History moves like a slime-mold.

Only one of the Biochar studies I've seen have incorporate MYC/ VAM inoculates to their treatment groups.

Nitrogen Management and the Effects of Compost Tea on Organic Irish Potato and Sweet Corn
http://scholar.lib.vt.edu/theses/available/etd-06042008-164832/unrestricted/FINALThesisRoman.pdf

"Subplots (two beds, 23 m long) were in-row placement of Soil Biology Innovations granules at planting—control (no SBI) and SBI applied at 22-33 kg/ha (30#/Acre) (see Irish potato and sweet corn sections for different rates applied). SBI is a proprietary product (Bio-Char Group, Asheville, NC), composed of dehydrated compost tea absorbed on charcoal."

This study only states compost tea amended char, but I am told by the maker of SBI that MYC inoculum is also present.The VT study got a 20% increased yield in corn with this very low application rate.
(Most biochar studie's application rates have ranged 1% by volume to 30% at which growth benefits decline.)

I find this surprising in light of Johannes Lehmann recent work;

Mycorrhizal responses to biochar in soil – concepts
and mechanisms
Daniel D. Warnock & Johannes Lehmann &
Thomas W. Kuyper & Matthias C. Rillig

http://www.css.cornell.edu/faculty/lehmann/publ/PlantSoil%20300,%209-20,%202007,%20Warnock.pdf

Also,
posted on the TerraPreta/Bioenergy site http://terrapreta.bioenergylists.org/ , this presentation is one of the best I've seen to get across how MYC symbiotically permeates all in roots & soils, and elucidates often hidden benefits. Very nice pictures;
http://www.ars.usda.gov/SP2UserFiles/person/4947/Presentations/ScagelMycorrhizaeOhioCents06.pdf


Erich
540 289 9750

Thanks Erich - that last presentation you linked to is very informative.
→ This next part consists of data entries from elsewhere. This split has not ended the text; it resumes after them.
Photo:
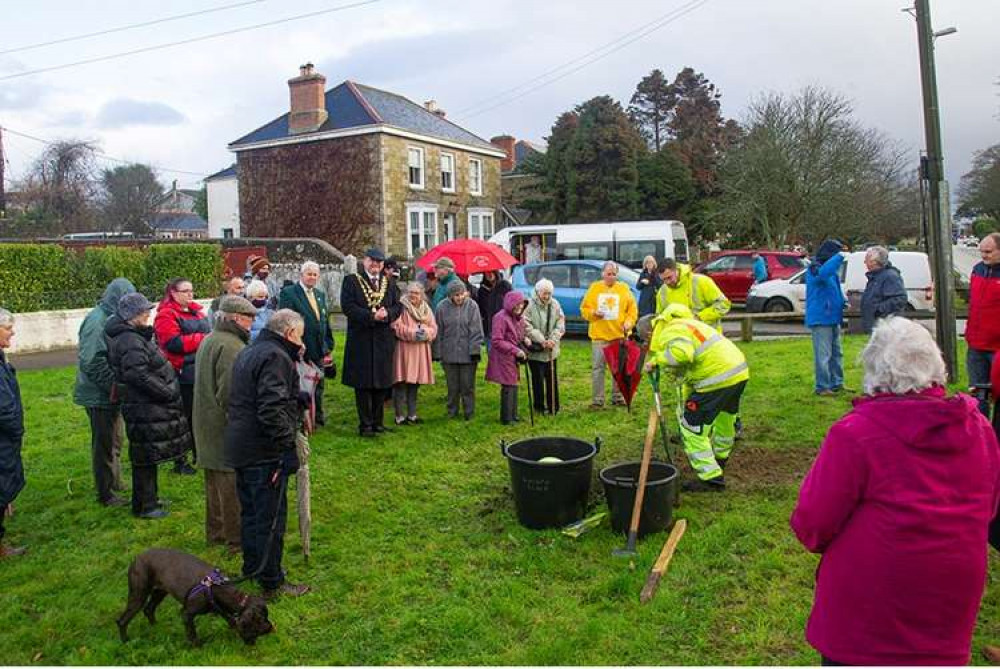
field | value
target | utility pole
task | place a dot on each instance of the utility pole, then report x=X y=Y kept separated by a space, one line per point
x=939 y=237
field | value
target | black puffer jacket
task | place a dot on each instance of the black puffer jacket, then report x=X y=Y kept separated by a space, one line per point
x=149 y=393
x=264 y=411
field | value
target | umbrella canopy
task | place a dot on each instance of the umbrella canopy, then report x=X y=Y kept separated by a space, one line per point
x=471 y=256
x=622 y=357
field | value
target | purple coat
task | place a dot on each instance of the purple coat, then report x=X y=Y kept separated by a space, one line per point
x=898 y=502
x=505 y=341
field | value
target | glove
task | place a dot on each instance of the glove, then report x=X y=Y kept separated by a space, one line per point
x=289 y=462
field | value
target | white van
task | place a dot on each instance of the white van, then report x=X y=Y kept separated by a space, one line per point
x=626 y=242
x=790 y=294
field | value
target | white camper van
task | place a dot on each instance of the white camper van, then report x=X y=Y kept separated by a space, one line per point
x=626 y=242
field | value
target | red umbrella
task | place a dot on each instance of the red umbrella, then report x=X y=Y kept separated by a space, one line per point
x=622 y=357
x=471 y=256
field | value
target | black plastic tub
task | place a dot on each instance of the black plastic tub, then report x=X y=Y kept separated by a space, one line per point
x=620 y=483
x=550 y=494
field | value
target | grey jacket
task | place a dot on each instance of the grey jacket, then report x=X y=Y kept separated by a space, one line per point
x=542 y=322
x=460 y=332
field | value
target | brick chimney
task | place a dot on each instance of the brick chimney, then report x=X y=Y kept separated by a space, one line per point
x=506 y=144
x=308 y=109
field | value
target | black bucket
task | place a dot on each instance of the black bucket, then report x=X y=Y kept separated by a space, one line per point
x=550 y=494
x=621 y=482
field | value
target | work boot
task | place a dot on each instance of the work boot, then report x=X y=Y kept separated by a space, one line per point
x=718 y=484
x=11 y=551
x=287 y=589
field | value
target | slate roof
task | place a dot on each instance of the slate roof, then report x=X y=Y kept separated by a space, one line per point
x=222 y=174
x=351 y=105
x=178 y=221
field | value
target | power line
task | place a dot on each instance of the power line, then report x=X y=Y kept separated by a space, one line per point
x=642 y=32
x=132 y=26
x=191 y=40
x=105 y=156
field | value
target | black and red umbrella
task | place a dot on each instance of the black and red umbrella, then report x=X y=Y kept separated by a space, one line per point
x=623 y=357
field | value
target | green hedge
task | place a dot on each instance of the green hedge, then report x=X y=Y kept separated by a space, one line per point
x=41 y=277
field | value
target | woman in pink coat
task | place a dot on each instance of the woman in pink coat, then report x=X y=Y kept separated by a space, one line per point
x=898 y=503
x=415 y=330
x=506 y=339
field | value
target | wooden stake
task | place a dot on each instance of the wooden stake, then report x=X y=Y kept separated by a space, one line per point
x=660 y=567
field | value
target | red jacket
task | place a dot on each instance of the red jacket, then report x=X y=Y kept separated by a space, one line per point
x=179 y=333
x=898 y=503
x=982 y=332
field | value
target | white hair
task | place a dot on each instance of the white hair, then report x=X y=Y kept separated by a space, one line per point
x=256 y=287
x=879 y=255
x=284 y=320
x=544 y=286
x=901 y=357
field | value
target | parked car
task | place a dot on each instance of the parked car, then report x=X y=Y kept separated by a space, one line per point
x=732 y=271
x=782 y=295
x=571 y=279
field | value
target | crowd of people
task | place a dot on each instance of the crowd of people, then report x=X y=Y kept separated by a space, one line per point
x=898 y=502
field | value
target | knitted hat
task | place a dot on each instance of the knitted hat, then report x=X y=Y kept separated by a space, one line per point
x=234 y=304
x=133 y=304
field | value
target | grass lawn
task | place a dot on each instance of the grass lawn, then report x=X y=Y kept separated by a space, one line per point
x=418 y=557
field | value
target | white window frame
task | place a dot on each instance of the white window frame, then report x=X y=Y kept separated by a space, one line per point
x=475 y=176
x=478 y=230
x=450 y=156
x=410 y=151
x=425 y=230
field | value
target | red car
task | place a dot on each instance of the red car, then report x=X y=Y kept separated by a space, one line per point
x=732 y=271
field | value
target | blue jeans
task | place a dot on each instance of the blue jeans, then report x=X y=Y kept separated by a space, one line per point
x=827 y=357
x=260 y=500
x=978 y=364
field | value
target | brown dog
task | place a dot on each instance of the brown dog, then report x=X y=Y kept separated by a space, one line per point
x=198 y=587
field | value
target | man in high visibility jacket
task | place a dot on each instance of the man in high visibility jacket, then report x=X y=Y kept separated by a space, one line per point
x=697 y=292
x=711 y=374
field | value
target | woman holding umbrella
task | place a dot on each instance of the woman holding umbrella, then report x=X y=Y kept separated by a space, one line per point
x=545 y=325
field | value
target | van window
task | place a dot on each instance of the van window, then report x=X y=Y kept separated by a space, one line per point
x=631 y=253
x=585 y=251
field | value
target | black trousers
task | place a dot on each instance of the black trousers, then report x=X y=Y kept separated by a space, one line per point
x=145 y=488
x=261 y=498
x=104 y=450
x=371 y=406
x=544 y=385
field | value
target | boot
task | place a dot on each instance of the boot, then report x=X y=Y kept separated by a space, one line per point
x=11 y=551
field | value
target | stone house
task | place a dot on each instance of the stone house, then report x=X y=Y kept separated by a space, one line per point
x=355 y=165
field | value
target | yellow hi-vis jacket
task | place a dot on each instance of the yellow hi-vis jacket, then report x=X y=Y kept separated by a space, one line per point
x=697 y=355
x=698 y=293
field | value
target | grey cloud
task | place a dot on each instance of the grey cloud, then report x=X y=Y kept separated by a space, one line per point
x=123 y=112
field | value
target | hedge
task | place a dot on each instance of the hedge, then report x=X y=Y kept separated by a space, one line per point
x=41 y=277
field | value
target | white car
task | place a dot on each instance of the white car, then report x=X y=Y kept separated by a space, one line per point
x=789 y=295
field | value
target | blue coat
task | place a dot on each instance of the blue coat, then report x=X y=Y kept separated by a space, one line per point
x=884 y=296
x=11 y=434
x=824 y=298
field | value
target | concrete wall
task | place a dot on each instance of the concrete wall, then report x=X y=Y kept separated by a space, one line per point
x=223 y=206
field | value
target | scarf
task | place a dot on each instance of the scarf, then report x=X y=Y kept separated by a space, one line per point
x=420 y=314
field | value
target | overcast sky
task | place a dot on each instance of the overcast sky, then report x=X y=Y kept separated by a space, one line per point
x=178 y=107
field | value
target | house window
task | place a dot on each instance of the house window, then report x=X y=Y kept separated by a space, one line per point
x=416 y=163
x=448 y=226
x=422 y=227
x=480 y=224
x=447 y=172
x=475 y=176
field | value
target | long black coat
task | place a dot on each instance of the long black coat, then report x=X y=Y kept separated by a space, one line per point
x=150 y=395
x=370 y=344
x=11 y=434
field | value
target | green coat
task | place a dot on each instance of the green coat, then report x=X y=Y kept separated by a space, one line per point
x=94 y=376
x=213 y=371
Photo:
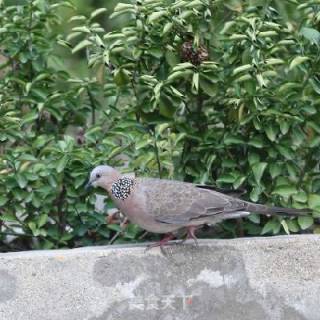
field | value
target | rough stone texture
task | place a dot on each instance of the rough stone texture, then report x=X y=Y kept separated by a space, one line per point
x=257 y=278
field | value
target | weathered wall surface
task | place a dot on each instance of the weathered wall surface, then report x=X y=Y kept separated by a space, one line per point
x=258 y=278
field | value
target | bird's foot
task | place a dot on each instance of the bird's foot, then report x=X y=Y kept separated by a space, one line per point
x=191 y=235
x=162 y=242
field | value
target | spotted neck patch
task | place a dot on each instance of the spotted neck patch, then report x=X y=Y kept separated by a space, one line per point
x=122 y=188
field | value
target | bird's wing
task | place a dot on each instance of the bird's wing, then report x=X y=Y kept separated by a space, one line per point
x=230 y=192
x=175 y=202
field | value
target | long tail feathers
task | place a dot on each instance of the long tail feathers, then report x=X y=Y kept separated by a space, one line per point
x=261 y=209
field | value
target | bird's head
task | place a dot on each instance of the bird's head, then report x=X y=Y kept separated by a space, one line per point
x=103 y=176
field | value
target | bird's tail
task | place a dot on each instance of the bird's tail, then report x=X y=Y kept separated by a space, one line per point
x=261 y=209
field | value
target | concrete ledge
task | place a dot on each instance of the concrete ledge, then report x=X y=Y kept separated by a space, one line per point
x=257 y=278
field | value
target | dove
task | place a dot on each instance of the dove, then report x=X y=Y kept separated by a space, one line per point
x=168 y=206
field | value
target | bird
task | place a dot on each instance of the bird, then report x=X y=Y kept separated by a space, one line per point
x=169 y=206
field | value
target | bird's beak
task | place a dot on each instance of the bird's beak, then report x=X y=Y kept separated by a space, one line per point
x=88 y=185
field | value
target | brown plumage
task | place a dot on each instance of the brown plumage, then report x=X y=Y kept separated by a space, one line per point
x=166 y=206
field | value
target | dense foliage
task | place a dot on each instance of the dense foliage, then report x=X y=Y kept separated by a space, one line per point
x=217 y=92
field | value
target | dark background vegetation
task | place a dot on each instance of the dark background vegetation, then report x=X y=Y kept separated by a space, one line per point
x=217 y=92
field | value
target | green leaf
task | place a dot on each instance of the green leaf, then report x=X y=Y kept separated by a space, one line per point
x=81 y=45
x=42 y=220
x=114 y=227
x=6 y=217
x=258 y=170
x=297 y=61
x=314 y=201
x=22 y=181
x=61 y=163
x=272 y=226
x=285 y=226
x=97 y=12
x=156 y=16
x=300 y=197
x=3 y=200
x=285 y=190
x=305 y=222
x=293 y=225
x=311 y=34
x=271 y=132
x=255 y=218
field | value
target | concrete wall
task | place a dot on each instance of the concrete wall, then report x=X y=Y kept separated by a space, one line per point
x=258 y=278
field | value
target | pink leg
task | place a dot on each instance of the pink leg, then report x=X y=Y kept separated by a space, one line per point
x=190 y=234
x=162 y=242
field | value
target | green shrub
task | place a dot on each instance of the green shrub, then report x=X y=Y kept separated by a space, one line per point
x=49 y=138
x=228 y=94
x=216 y=92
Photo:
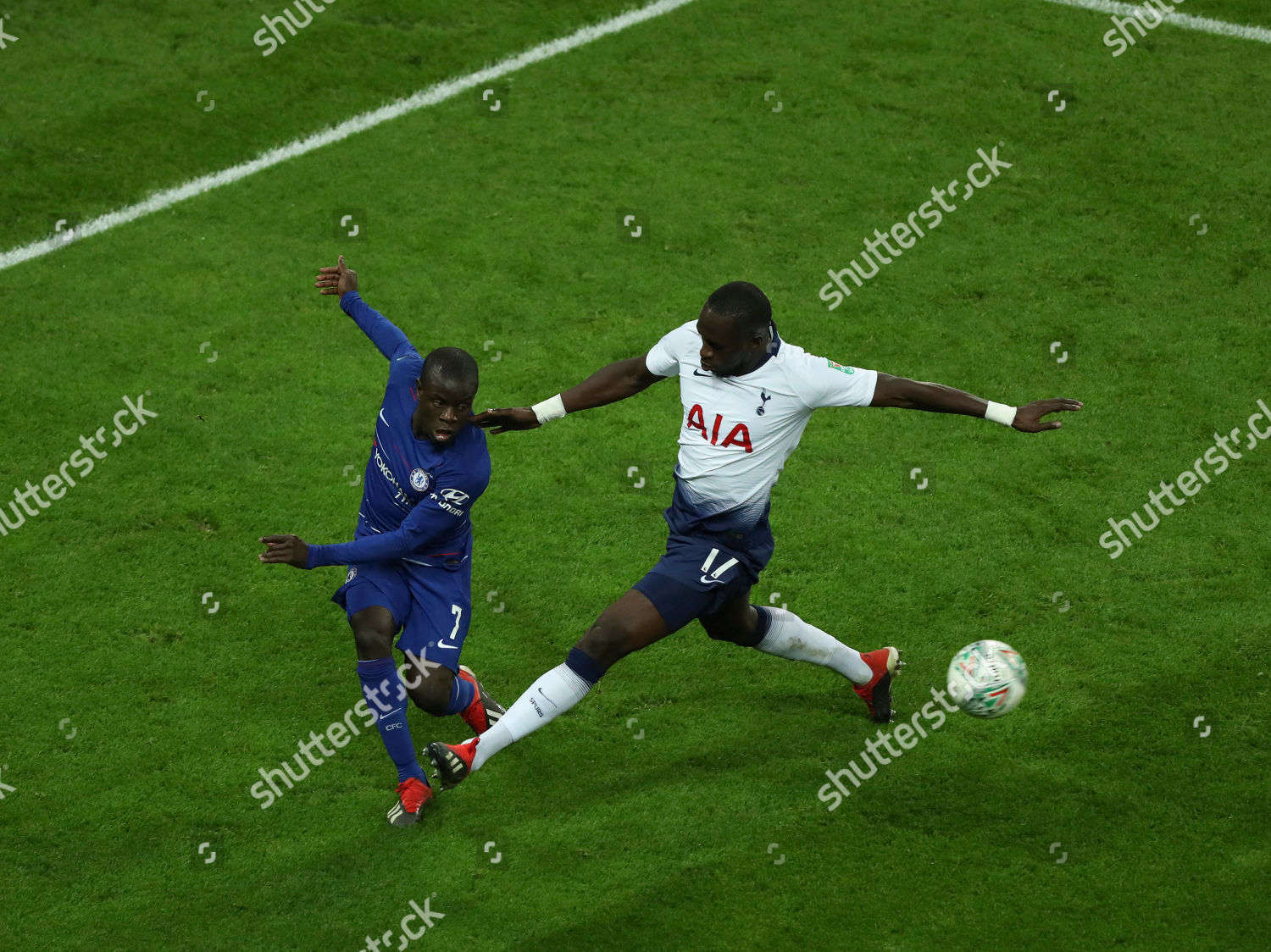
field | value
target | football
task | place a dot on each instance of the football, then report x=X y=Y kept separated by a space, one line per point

If you look on youtube, there is a documentary where a shaman in the south american jungle used mushrooms to locate a missing donkey. This could only be done through use of an 'Earth Network' such as mycelium.

The part we are missing is the fact that consciousness is the interface between us and the network, rather than a material interface that we use for the computer internet.

I think this is why you take a 'Trip' when people take magic mushrooms. With work, it seems you can merge with its consciousness to obtain 'Earth Information'

Overview of Plant electrophysiology and its potential to create sonic art

http://www.pdfhost.net/index.php?Action=Download&File=338296f48fa85b357c17ffddebdb5dde

This paper presents a brief overview of plant electrophysiology and looks at some interesting recent research in the area of plant neurobiology.

Action potentials have been detected both in the root systems of plants [i] and the mycelia of fungi [ii]. Some research has been conducted on electrical activity in the myzcorrhizal network [iii] Another paper showed “action potentials in fungal mycelia signalling the availability of nutrients at the tips of hyphal chords” [iv]. However despite this tantalising data , to the authors knowledge no research has been done on whether action potentials can cross from the root systems of plants to the mycelia and back to the roots of other trees via the Arbuscular mycorrhizal network.
http://augustineleudar.tumblr.com

Beans’ talk
Talk about Agricultural experimentation.
Here's the next collaboration I would like to ferment with char as a variable;

I'm just saying, the microbial mechanism side, plant signaling, is where I would love to see char as a variable in the Bean's conversations.
Never seen the mesh sieves used before, maybe suggest a collaboration or hookup Dr. David Johnson of the University of Aberdeen to the UK Biochar organizations ;

Beans’ talk
http://www.economist.com/news/science-and-technology/21580443-vegetables-employ-fungi-carry-messages-between-them-beans-talk

Ya hear me,
Erich

Thanks Erich - I hadn't seen that one.